In response, Abbott called upon the First Amendment badasses at the Foundation for Individual Rights in Education who initiated a suit against USC as the twelfth case in FIRE’s national Stand Up For Speech Litigation Project which has yet to be defeated in court. USC has since stopped the investigation but FIRE, YAL and College Libertarians are going ahead with their suit against USC.

Though Clemson hasn’t had a major free speech controversy for almost three months (a fantastic record by the standards of American universities), we still have a red light in FIRE’s database of American universities due to our overly broad and vague anti-discrimination and anti-harassment policies.

We have this rating in spite of Clemson’s own cadre of First Amendment badasses including political science Professor Bradley Thompson, astronomy and physics Professor Bradley Meyer and history Professor Alan Grubb who cosigned a letter in defense of open discourse on Clemson’s campus in early 2015.

In addition to their letter, there have been several cases recently of Clemson students and faculty responding appropriately to exposure to speech they found objectionable. In the past few weeks, Clemson University Student Senate incumbent Mitchell Gunter, as part of his reelection campaign, placed posters on various notice boards after receiving approval from

the staff.

These posters featured Gunter under the word “Liberty” in bold-faced text while he stood in front of an American flag, holding a copy of the U.S. Constitution in one hand and a rifle in the other.

Professor Chenjerai Kumanyika, on seeing the posters, took to Facebook to express his disapproval. He saw the poster as making light of gun violence, a problem which impacts the African-American community especially hard.

Gunter replied and a brief, civil dialogue occurred in which neither side really gave any ground. Gunter also gave FOX Carolina a brief interview and hosted an event where he gave out the posters while he did his engineering homework.

Earlier in the semester, Kumanyika and his friend A.D. Carson protested a rally being held by candidate for Republican presidential nominee Donald Trump. Kumanyika attended the rally dressed in traditional Islamic dress and both were thrown out while Trump was signing autographs and mingling with voters. They recorded the incident and posted an edited version to social media where it went viral.

Ken White, lawyer and First Amendment badass who blogs at Popehat.com said in an article for the blog, “Now, some marketplace [of ideas] responses — some criticism and consequences for speech — display a fundamental intolerance for dissenting views.  Some marketplace responses are premised on ignorance or prejudice.  The proper way to deal with that is with more speech, trying to win more in the marketplace over to your view.”

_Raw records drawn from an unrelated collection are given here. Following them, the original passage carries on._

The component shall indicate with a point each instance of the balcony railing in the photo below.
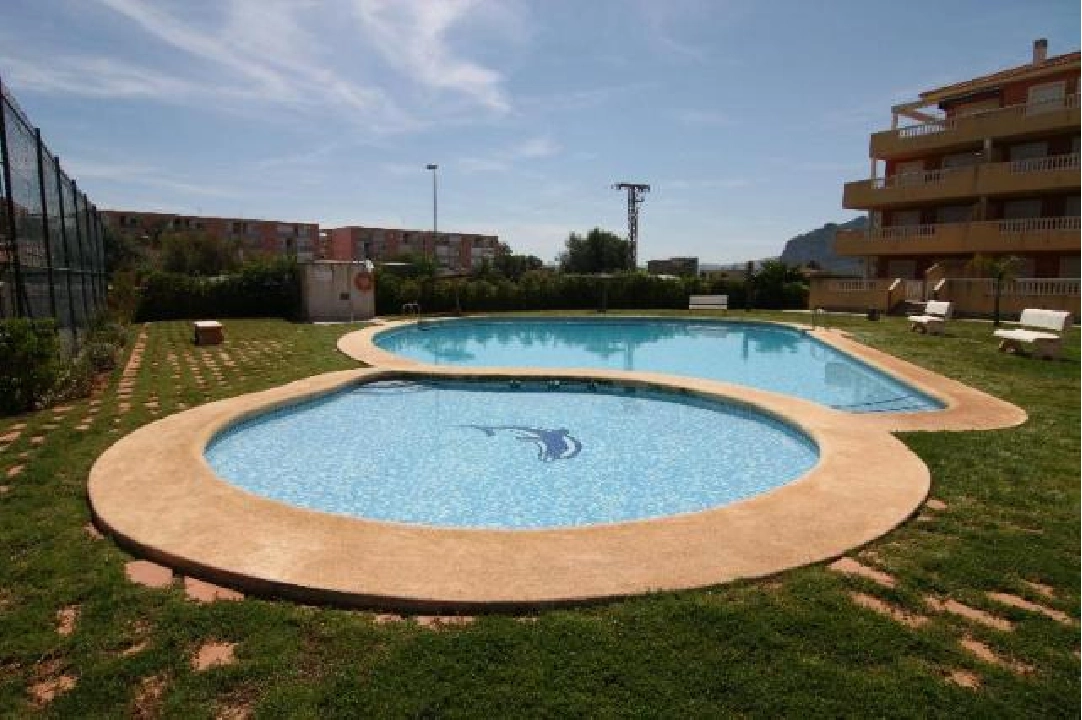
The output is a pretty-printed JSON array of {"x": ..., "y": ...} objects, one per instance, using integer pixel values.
[
  {"x": 1016, "y": 225},
  {"x": 1024, "y": 110},
  {"x": 1046, "y": 164}
]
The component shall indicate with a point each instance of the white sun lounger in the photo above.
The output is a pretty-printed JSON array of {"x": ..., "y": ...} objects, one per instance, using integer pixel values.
[
  {"x": 1045, "y": 340},
  {"x": 936, "y": 314}
]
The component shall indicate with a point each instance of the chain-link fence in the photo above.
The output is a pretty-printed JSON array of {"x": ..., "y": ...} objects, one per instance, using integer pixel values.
[{"x": 52, "y": 251}]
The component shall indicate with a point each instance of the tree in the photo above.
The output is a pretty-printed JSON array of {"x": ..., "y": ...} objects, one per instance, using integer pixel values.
[
  {"x": 599, "y": 251},
  {"x": 197, "y": 253},
  {"x": 778, "y": 286},
  {"x": 514, "y": 266},
  {"x": 1001, "y": 270}
]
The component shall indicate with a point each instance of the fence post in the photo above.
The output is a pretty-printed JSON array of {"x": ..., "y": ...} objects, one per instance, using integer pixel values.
[
  {"x": 79, "y": 230},
  {"x": 44, "y": 224},
  {"x": 22, "y": 302},
  {"x": 67, "y": 252}
]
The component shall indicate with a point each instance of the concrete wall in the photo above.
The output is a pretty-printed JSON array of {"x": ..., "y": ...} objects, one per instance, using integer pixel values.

Kumanyika, Carson and Gunter deserve to be praised along with Thompson, Meyer and Grubb because, when they saw speech they didn’t like on campus, their response was not censorship—it was more speech. Kumanyika never called for Gunter to be expelled or barred from office in student government. Gunter never called for Kumanyika to be fired or denied tenure. Kumanyika and Carson never called for Trump to be barred from South Carolina or otherwise prevented

from speaking.

Instead, they undertook campaigns to persuade others that they were right and their opponents were wrong, or at least misguided. They never resorted to USC-style censorship of ideas they found objectionable.

I and many others find the wave of anti-liberalism sweeping American universities disconcerting. When college students—the lawyers, journalists, judges and politicians of tomorrow—find it preferable to silence their opponents using the authority of those capable of enforcing censorship, American liberalism will be facing a crisis of McCarthian proportions.

But if we can learn from the examples of Kumanyika, Carson, Gunter, Thompson, Meyer and Grubb, if we can learn to answer bad speech with more speech rather than censorship, there is reason to hope.